Eventually, I'd like to offer at least half a dozen Hover Plover minigames, in every style of classic gaming, from a platformer (where your plover moves forward at a constant rate, but you've got to strike the right chord at the right time to make him jump, or else he'll smack into something and the plovercraft will shoot out from under him), to a bird's eye space shooter (along the lines of TypeStriker, where words fly around and shoot your plovercraft, and you have to stroke them out to auto-target your lasers on them before they can deplete your shields; a good dictionary builder and memory recall tool) to a rhythm music game (the Plover mailing list has already talked about this one a bit, with the working title of "Steno Hero"), for a more integrated intermediate to advanced drill, writing actual complete sentences at a rate defined by your own favorite songs. A package of several minigames, all unified by the simple plover-in-a-hovercraft motif, would let students focus on different aspects of steno writing without getting bored by just drilling the same thing all the time.

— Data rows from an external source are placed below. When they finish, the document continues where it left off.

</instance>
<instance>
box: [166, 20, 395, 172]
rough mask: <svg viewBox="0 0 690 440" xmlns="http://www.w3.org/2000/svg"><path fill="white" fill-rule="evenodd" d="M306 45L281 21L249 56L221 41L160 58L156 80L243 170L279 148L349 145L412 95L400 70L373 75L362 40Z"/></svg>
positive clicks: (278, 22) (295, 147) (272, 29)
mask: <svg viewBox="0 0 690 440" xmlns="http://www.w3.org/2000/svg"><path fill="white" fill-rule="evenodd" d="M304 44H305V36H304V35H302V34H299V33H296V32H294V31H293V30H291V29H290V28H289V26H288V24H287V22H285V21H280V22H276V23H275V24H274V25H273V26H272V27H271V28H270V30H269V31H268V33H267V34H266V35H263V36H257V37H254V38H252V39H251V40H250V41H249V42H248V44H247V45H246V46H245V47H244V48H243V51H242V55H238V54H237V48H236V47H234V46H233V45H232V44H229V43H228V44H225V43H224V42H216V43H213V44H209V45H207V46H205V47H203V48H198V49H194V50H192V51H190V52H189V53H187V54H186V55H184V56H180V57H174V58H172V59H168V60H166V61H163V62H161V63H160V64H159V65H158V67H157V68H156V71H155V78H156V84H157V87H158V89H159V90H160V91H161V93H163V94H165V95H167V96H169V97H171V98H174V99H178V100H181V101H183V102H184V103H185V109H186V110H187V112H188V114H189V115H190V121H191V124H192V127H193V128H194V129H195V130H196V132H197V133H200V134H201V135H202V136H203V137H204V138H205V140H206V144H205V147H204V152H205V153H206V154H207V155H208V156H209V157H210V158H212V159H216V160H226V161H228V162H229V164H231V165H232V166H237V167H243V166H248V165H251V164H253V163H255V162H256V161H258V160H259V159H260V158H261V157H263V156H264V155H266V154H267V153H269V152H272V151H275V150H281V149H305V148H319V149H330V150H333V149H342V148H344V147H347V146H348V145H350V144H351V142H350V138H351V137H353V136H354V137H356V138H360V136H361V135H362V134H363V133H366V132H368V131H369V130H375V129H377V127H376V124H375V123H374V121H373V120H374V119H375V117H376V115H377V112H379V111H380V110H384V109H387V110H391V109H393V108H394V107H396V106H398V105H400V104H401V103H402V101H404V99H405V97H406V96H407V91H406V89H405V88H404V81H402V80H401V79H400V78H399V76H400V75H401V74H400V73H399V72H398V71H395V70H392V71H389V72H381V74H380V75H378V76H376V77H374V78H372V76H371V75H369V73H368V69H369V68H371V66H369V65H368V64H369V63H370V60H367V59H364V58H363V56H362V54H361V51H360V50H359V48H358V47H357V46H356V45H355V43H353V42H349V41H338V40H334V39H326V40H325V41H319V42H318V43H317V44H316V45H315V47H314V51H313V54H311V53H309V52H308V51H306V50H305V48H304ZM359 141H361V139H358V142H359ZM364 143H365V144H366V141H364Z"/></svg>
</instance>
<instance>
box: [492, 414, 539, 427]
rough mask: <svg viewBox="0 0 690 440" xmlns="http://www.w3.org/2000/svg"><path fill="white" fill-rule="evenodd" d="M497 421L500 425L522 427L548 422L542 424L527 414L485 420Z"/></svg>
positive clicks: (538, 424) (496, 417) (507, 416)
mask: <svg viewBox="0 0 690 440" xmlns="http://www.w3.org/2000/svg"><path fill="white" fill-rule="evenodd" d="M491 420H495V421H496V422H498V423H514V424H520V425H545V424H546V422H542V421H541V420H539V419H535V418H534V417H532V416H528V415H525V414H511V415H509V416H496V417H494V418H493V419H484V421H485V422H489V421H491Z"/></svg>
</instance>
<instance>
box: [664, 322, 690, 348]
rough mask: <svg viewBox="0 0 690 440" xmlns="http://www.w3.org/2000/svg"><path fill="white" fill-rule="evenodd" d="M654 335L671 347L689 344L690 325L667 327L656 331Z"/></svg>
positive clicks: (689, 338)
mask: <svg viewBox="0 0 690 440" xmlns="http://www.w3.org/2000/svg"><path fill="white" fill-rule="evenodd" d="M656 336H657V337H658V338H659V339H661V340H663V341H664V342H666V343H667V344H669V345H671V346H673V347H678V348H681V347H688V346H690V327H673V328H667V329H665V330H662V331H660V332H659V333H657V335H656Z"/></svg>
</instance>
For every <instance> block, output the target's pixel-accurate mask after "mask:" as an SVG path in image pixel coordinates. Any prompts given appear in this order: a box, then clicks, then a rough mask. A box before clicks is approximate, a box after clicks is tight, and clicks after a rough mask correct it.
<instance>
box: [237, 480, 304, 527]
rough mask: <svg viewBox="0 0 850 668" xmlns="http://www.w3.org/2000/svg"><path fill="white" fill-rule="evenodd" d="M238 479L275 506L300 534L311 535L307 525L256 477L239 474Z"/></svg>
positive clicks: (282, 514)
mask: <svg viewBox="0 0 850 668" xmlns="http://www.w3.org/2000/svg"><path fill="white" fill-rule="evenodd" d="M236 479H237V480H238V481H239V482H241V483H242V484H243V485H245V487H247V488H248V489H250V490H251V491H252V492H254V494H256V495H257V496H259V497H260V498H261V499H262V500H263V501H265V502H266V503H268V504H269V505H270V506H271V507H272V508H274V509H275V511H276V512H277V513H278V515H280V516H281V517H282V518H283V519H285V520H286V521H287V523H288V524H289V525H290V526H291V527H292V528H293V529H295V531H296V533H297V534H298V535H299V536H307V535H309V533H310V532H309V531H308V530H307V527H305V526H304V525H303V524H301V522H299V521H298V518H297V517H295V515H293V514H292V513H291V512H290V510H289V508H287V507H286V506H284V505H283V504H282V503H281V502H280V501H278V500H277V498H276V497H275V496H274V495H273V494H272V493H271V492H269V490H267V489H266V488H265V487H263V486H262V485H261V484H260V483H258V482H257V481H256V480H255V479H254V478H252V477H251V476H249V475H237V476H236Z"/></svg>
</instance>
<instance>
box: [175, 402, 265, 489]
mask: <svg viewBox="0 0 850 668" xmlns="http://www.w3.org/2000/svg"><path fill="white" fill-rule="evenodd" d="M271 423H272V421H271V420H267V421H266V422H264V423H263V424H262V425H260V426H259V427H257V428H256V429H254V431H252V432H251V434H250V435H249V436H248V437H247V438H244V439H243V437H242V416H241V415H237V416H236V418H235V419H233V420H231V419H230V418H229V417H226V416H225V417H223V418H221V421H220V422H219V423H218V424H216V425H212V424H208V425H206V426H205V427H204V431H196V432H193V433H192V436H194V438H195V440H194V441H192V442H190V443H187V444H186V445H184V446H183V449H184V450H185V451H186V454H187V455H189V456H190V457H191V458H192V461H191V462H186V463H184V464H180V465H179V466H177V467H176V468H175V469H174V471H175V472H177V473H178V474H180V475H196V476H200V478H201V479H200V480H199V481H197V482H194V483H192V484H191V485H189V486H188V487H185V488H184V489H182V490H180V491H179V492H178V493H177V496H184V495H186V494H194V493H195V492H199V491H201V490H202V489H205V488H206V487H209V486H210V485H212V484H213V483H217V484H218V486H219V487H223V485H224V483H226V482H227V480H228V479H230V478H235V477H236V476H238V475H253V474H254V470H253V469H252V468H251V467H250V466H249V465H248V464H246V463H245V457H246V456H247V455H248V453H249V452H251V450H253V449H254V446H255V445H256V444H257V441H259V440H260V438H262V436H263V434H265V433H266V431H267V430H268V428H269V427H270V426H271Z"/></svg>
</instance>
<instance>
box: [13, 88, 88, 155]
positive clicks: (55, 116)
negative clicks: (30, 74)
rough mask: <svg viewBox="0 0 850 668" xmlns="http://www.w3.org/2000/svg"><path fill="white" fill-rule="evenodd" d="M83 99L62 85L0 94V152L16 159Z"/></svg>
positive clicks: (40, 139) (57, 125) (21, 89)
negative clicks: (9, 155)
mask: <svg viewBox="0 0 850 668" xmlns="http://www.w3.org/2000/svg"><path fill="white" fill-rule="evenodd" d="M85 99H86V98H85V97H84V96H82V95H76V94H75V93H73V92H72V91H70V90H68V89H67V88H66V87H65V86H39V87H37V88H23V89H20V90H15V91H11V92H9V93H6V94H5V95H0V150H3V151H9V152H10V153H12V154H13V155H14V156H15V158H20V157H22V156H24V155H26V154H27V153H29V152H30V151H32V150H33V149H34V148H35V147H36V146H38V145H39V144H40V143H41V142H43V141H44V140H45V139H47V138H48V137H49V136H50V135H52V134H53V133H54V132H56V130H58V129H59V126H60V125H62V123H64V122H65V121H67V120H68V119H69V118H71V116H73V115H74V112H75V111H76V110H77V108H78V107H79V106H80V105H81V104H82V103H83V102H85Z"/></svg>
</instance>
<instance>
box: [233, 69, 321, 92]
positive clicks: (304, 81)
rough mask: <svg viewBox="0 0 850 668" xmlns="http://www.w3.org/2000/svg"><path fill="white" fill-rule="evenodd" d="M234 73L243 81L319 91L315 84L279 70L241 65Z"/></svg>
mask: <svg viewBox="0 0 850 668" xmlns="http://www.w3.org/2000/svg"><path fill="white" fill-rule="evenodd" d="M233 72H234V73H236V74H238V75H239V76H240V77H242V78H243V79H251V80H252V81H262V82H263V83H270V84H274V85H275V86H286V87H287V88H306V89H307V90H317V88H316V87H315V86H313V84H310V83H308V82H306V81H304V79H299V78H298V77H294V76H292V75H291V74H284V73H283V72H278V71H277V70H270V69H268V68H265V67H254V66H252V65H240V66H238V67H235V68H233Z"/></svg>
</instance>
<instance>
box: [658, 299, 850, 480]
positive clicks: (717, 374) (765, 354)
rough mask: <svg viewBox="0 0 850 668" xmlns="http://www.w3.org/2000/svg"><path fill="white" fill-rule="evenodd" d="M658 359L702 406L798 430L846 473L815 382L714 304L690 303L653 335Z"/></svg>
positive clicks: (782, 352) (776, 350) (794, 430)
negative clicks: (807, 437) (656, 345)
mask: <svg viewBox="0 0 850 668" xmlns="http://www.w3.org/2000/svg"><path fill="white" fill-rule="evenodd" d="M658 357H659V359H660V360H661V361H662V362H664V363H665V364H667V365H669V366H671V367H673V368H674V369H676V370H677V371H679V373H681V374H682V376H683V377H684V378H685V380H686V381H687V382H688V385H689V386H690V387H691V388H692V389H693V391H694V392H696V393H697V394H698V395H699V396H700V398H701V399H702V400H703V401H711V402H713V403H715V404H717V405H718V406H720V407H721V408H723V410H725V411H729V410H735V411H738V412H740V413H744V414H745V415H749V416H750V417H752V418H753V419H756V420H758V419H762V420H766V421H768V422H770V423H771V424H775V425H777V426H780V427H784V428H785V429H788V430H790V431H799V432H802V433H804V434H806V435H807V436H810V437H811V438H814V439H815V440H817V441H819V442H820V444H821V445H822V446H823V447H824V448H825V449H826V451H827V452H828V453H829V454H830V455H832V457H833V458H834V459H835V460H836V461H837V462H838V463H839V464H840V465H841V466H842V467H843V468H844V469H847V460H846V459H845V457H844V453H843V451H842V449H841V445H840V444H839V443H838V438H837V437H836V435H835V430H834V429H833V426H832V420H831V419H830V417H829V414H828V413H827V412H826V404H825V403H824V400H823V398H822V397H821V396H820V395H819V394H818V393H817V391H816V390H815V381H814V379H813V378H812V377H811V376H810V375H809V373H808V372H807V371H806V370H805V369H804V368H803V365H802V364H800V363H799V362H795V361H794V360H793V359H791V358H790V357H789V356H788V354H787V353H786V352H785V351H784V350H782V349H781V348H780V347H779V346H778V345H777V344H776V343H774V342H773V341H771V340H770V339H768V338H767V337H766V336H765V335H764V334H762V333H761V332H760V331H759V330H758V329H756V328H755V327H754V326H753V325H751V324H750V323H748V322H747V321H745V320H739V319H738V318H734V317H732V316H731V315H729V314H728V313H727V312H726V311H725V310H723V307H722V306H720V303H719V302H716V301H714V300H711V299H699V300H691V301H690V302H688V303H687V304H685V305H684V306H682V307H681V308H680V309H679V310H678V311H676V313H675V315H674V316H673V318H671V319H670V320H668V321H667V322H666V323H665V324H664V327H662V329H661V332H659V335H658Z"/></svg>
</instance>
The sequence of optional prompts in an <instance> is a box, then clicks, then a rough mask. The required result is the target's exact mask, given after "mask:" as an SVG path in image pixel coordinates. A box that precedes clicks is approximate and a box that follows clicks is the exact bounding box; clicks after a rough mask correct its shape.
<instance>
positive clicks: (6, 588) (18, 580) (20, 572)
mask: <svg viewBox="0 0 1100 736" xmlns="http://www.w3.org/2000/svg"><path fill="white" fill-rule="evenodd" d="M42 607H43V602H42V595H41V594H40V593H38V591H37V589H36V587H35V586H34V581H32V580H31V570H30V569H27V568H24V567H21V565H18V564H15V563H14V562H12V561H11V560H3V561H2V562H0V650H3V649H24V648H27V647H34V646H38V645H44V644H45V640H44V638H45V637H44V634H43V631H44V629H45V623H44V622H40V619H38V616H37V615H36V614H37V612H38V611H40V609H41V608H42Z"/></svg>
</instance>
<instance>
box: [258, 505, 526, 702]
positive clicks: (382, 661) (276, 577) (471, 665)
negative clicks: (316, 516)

People would post videos of themselves playing the game on YouTube, and random gamers would stumble across them, wondering how it's possible to type the words of a song as quickly as they're sung, how someone can keep their head while word-emblazoned enemy starships crowd the screen, coming faster and thicker all the time, as the dauntless plovercraft locks on to each, writes their name in a nanosecond, and blows them into smithereens. Once people see how fun the games are to play, they'll want to make the effort to learn how to play them. Then one day they'll look up from their high score table and realize that not only have they spent the past four hours blowing up baddies and buffing up their in-game word arsenal, but now they're able to write emails or sales reports or short stories or blog posts three times faster than they ever could before. That's how we build our secret steno army: We hook 'em, we train 'em, and then we let 'em loose. Who's with me?